いじめっ子たちはこの時恐怖を覚えました。
こいつとケンカをしたら、ただじゃすまない気がする、と。
「いっ いやだ!! 逃げろみんなぁ!!」
いじめっ子の一人が情けない声を上げて、村の方へ逃げていきます。
それにつられて、他のいじめっ子たちも悲鳴をあげながら逃げて行きました。
「おい! 背を向けて逃げるなんて、お前たちの方がよっぽど弱虫じゃねぇか!!」
逃げていくいじめっ子たちに聞こえるように、背の高い子は大声で叫びました。
いじめっ子たちが見えなくなった頃。背の高い男の子は小さい男の子に近づきました。
そして縮こまった小さい男の子を見下ろして、呆れたように溜息を吐きました。
「あいつらの言うとおり 情けないなお前」
小さな男の子は俯いたまま、顔を上げようとしません。
背の高い男の子が言った言葉は、自分がよく知っていたからです。
「…………………」
しばらく見下ろしていた背の高い男の子は、何かを感じ取り、鼻で笑いました。
「このままじゃいけないってわかってんだろ? だったら強くなれよ 守らなきゃならないヤツがいるならな」
小さい男の子は驚きました。
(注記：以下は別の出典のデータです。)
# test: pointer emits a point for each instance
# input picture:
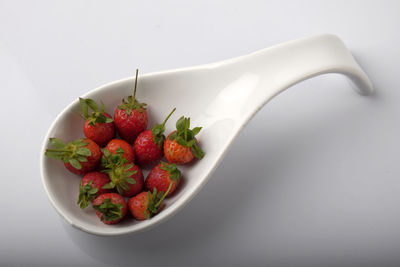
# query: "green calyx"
(118, 171)
(174, 173)
(155, 200)
(109, 210)
(73, 152)
(185, 136)
(132, 103)
(158, 131)
(97, 115)
(87, 193)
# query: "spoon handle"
(289, 63)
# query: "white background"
(313, 179)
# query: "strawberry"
(146, 204)
(99, 125)
(127, 178)
(79, 156)
(131, 117)
(181, 145)
(149, 144)
(116, 146)
(91, 186)
(162, 177)
(110, 207)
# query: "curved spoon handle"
(295, 61)
(262, 75)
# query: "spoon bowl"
(221, 97)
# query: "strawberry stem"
(134, 90)
(168, 117)
(165, 194)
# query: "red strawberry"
(110, 207)
(149, 144)
(79, 156)
(126, 177)
(115, 146)
(146, 204)
(99, 125)
(162, 177)
(181, 145)
(131, 117)
(91, 186)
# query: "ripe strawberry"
(131, 117)
(181, 145)
(146, 204)
(91, 186)
(110, 207)
(99, 125)
(116, 146)
(79, 156)
(126, 177)
(149, 144)
(162, 177)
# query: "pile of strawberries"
(111, 167)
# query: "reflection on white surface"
(308, 183)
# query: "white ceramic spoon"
(222, 97)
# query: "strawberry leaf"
(75, 163)
(87, 193)
(173, 171)
(83, 151)
(109, 210)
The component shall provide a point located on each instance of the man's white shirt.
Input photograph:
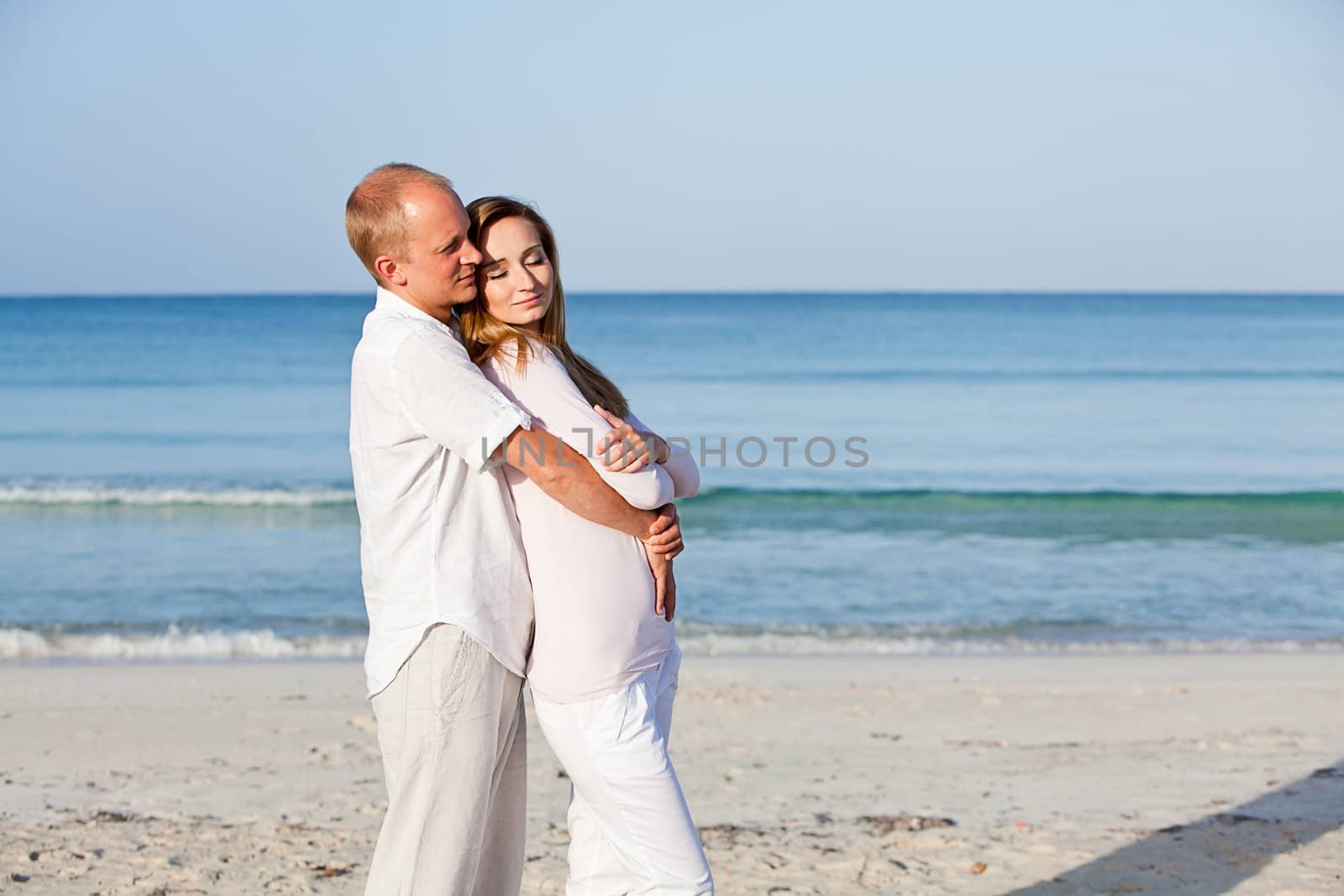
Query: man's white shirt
(438, 537)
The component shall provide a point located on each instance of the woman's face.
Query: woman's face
(517, 280)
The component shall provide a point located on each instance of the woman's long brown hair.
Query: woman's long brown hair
(484, 335)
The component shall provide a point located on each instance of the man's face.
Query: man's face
(440, 262)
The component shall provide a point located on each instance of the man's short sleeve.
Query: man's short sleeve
(448, 399)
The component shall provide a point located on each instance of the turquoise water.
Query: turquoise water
(1010, 472)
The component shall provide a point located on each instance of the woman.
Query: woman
(604, 663)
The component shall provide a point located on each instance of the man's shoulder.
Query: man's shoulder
(386, 332)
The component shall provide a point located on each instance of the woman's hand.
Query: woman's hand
(625, 449)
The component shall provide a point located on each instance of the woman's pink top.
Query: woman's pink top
(596, 624)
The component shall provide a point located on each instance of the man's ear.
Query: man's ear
(389, 270)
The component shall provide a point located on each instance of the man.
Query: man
(445, 579)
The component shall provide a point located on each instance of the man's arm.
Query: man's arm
(568, 477)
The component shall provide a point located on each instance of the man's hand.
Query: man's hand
(665, 533)
(664, 584)
(625, 449)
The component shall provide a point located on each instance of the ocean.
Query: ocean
(882, 473)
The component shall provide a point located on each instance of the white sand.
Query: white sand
(1163, 774)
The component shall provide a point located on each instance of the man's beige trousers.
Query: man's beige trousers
(454, 754)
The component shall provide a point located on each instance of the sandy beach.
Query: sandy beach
(1026, 775)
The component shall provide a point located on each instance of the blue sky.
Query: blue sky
(170, 147)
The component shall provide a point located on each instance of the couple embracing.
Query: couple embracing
(517, 521)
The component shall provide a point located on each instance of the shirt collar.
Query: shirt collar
(390, 301)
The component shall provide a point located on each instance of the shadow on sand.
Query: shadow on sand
(1215, 853)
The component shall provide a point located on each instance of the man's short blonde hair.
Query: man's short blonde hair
(375, 217)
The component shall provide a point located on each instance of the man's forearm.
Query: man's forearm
(568, 477)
まるで彼に心を見透かされたかのような気持ちです。
小さい男の子が顔をあげた時、背の高い男の子は背を向けて去ろうとしていました。
しかし、小さい男の子が顔をあげたのに気付いた彼は半分だけ振り返りました。
「 」
声が出ない男の子が言った言葉に、彼はこう答えました。
「……お前からは女(スケ)の匂いがすんのよ」
背の高い男の子はニッと笑い、立ち去って行きました。
男の子は彼の大きなその背中を、見つめ続けました。
――――――数年後
阿座河村にある大きな屋敷。
元は人が住んでいたその屋敷は、資料館になっていた。
その後ろには森が生い茂っており、その森に入ることは決して許されることはない。
そしてその資料館にはある一人の青年が住んでいた。
管理人である須賀孝太郎である。
まだ10代後半になったばかりの彼だが、管理人としての責務をきっちりと果たしていた。
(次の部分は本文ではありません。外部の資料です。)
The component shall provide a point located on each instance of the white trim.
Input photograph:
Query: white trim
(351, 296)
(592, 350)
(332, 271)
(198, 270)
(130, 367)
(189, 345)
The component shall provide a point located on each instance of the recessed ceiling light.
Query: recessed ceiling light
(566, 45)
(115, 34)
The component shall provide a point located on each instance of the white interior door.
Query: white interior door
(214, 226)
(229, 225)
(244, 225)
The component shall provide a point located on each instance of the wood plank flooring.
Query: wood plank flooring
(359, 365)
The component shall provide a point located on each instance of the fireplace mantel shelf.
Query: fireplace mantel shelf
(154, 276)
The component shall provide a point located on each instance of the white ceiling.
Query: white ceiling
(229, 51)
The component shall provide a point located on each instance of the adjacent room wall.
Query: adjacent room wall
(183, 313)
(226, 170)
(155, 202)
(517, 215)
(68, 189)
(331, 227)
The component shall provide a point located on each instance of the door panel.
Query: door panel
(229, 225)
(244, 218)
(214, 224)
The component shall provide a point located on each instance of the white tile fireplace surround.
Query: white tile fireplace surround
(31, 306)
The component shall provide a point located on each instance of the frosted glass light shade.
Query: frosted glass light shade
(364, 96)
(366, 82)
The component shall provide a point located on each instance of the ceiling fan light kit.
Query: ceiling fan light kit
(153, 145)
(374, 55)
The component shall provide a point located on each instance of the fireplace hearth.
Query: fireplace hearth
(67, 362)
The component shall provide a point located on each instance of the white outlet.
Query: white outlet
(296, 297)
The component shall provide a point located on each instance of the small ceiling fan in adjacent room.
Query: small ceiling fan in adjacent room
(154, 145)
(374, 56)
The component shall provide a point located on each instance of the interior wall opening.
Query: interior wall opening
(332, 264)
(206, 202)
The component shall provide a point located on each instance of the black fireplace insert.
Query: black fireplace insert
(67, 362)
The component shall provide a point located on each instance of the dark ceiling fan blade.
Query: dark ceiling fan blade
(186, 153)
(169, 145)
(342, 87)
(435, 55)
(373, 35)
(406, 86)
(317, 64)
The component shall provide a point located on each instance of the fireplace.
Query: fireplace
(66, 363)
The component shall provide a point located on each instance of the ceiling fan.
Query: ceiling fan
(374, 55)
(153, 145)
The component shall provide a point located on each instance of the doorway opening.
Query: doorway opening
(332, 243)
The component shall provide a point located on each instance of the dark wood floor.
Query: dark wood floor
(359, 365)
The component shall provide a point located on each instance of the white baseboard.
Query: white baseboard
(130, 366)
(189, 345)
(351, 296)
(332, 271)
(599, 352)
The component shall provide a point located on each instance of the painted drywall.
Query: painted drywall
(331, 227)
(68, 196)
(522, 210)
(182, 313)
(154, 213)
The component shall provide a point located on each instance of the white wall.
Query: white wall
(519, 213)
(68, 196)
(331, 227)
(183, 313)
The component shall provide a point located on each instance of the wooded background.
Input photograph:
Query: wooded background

もっとも管理人とはいえ、その資料館に足を運ぶものは少ない為、管理するほどのことはあまりない。
どちらかというならば、そこの住人である、という認識が村の人間からはあった。
さらに喋れない上、目つきも悪ければ、顔色も悪いように見える彼を誰もが気味悪がった。
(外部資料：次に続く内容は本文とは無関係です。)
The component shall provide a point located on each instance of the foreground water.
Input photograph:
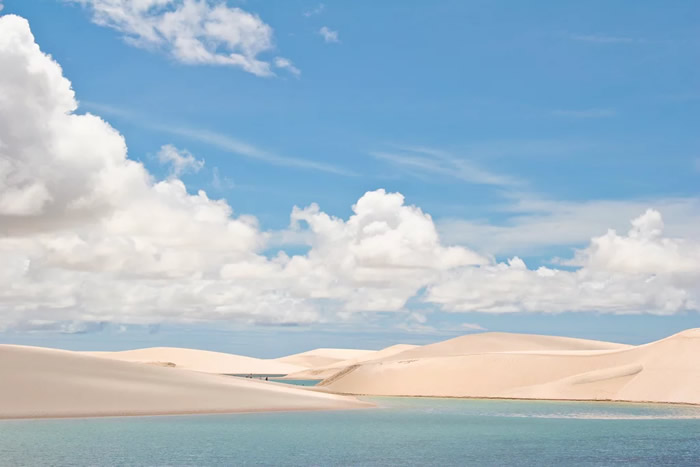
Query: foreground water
(403, 431)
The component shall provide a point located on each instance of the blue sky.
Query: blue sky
(497, 115)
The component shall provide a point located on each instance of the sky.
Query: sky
(269, 177)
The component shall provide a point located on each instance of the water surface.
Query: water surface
(403, 431)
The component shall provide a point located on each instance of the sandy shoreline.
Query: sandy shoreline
(530, 367)
(51, 383)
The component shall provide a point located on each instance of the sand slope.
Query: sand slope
(39, 382)
(323, 357)
(664, 371)
(201, 360)
(505, 342)
(325, 371)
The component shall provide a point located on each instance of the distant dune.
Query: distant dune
(323, 357)
(37, 382)
(201, 360)
(538, 367)
(325, 371)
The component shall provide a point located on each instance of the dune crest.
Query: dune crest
(537, 367)
(38, 382)
(325, 371)
(201, 360)
(323, 357)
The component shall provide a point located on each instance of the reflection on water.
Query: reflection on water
(402, 431)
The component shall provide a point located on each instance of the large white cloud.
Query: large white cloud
(88, 235)
(192, 31)
(642, 271)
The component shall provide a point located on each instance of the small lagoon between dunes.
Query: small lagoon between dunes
(401, 431)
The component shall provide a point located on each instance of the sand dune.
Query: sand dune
(510, 366)
(325, 371)
(505, 342)
(323, 357)
(201, 360)
(39, 382)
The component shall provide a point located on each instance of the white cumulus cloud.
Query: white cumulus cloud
(190, 31)
(328, 34)
(88, 235)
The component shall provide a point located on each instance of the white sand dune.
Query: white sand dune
(201, 360)
(325, 371)
(37, 382)
(505, 342)
(323, 357)
(512, 366)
それがまた資料館に運ぶ足を失くす原因になってもいるのだが。
ある日のことだった。
雨が降っていた。
霧雨というには少し強い雨が降る。
時間はもう閉館時間。
須賀はいつものように、誰も来ていないが資料館内に人が残っていないか見回っていた。
二階を周っていたその時である。
―――バキッ、バタンッ
一階の出入口から大きな物音が聞こえた。
急いで出入口まで向かう須賀。
出入口に着くと、そこには壊れて木片と化したドアと、一人の男が倒れていた。
男は見るからにガラの悪そうな顔つきをしていた。
「いってぇー! このドア脆くなってんじゃねぇかぁ? 男一人くらい支えろよ……」
「 」
須賀はどうやら怒っているらしく、荒々しくメモを書く。
「ってぇ……あ えっと……どうも」
男は須賀に気付き、見上げて顔を見る。
それと同時にメモを突き出されて、男は一瞬吃驚するも、そのメモを読んだ。
『 ドアを直して 帰れ 』
怒りで力のこもったその字を見た後、男は察したのか、ゆっくりと須賀の顔を見上げる。
須賀は、男に対しての憤怒の感情を露にして見下ろしていた。
「あ あぁいや悪ぃ悪ぃ! ドアはちゃんと直すよ 直すけど ちょっと待ってくれって 今すぐは無理だぜ?」
男は怒りを鎮めるかのように、焦りながらも苦笑い。
須賀は聞く耳持たないと言わんばかりの態度で、差し出したメモをさらに突き出して威圧する。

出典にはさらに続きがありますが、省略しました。